Last week, I went to see my GP doctor for my usual routine annual. We talked about health, COVID-19, life, and my pregnancy. And as per usual, I had my lipid panel done with an overnight fast, which is routine for these visits.
However, what I wasn’t expecting were the results I’d get a week later, which totally shocked me. Every year I’ve had my cholesterol levels checked, I’ve always been in a healthy range. My healthy cholesterol is high (which is good), and my “bad” cholesterol had been low. I’d never even reached a total cholesterol level even close to 200 (over 200 is considered undesirable/bad). But when my doctor emailed me with my results today, I was beyond shocked and grossed out. Last year, my HDL (good) cholesterol was 73, and my LDL (bad) was 71. She’s always been impressed by how all my labs have been each year and has applauded me (thankfully, I didn’t inherit my dad’s terrible cholesterol genes, which tend to pass down on the men’s side but luckily not the women’s side). But this year, though she seemed happy about my results, my initial reaction out loud was “what the actual FUCK?” This year, the good cholesterol was 84, which is considered very good. But the bad cholesterol I balked at – 126. ONE HUNDRED TWENTY SIX WHAT? I immediately looked up last year’s results to compare, and to see the bad jump up by this much had zero explanation. Did I need to go.. VEGAN? The only other explanation for this could be my pregnancy. Does pregnancy cause one’s cholesterol to increase?

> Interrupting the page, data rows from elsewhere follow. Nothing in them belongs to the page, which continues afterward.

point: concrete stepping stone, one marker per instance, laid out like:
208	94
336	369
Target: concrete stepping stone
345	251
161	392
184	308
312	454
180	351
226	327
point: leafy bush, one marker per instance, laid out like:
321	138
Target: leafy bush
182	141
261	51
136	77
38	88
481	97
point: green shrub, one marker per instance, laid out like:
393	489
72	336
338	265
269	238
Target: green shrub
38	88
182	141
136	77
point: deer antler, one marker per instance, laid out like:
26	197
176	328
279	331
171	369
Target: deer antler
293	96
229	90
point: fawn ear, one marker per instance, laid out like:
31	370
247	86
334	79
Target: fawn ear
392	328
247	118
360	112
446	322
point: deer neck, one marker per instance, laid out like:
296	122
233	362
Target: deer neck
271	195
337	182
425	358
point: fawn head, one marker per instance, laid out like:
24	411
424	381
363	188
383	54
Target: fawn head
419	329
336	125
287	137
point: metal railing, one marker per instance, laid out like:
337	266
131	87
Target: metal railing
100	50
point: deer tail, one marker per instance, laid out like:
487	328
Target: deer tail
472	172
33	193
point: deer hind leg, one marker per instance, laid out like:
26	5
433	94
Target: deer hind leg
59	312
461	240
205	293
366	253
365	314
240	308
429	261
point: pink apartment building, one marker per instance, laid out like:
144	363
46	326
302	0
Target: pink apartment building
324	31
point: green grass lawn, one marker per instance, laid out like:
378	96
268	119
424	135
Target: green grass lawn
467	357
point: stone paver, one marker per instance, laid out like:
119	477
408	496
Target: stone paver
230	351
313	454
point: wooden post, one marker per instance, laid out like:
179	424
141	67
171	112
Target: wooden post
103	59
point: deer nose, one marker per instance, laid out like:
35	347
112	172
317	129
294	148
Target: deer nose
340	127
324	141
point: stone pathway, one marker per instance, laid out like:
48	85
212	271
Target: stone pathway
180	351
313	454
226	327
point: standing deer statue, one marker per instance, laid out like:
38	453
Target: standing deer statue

Apparently, it does. I asked her this, and at the same time also did a quick Google search. The rationale is for several reasons: cholesterol level tends to increase as your weight goes up, and with a healthy pregnancy, weight has to increase to accommodate your growing baby, her “house,” and the extra fat stores your body needs to produce to optimally nourish your tiny growing human. Your increasing cholesterol also serves to provide additional nutrients needed for a growing fetus overall, even for women who have normal cholesterol levels pre-pregnancy. Cholesterol level tends to peak during the third trimester, which is what I’m currently at, and then decline once the baby is born and once you lose the extra baby weight. My doctor responded immediately and said that she had zero concerns about my increase and that in fact, this was very healthy considering the baseline I started at pre-pregnancy, which was “phenomenal” in her own words.
The numbers still freaked me out, though. My triglyceride level also went up like crazy, which she said is also normal during pregnancy. To someone who is generally very aware of diet, nutrition, and exercise, this was really alarming, but at least I know this will be temporarily. Or well, I hope it will be. It better be…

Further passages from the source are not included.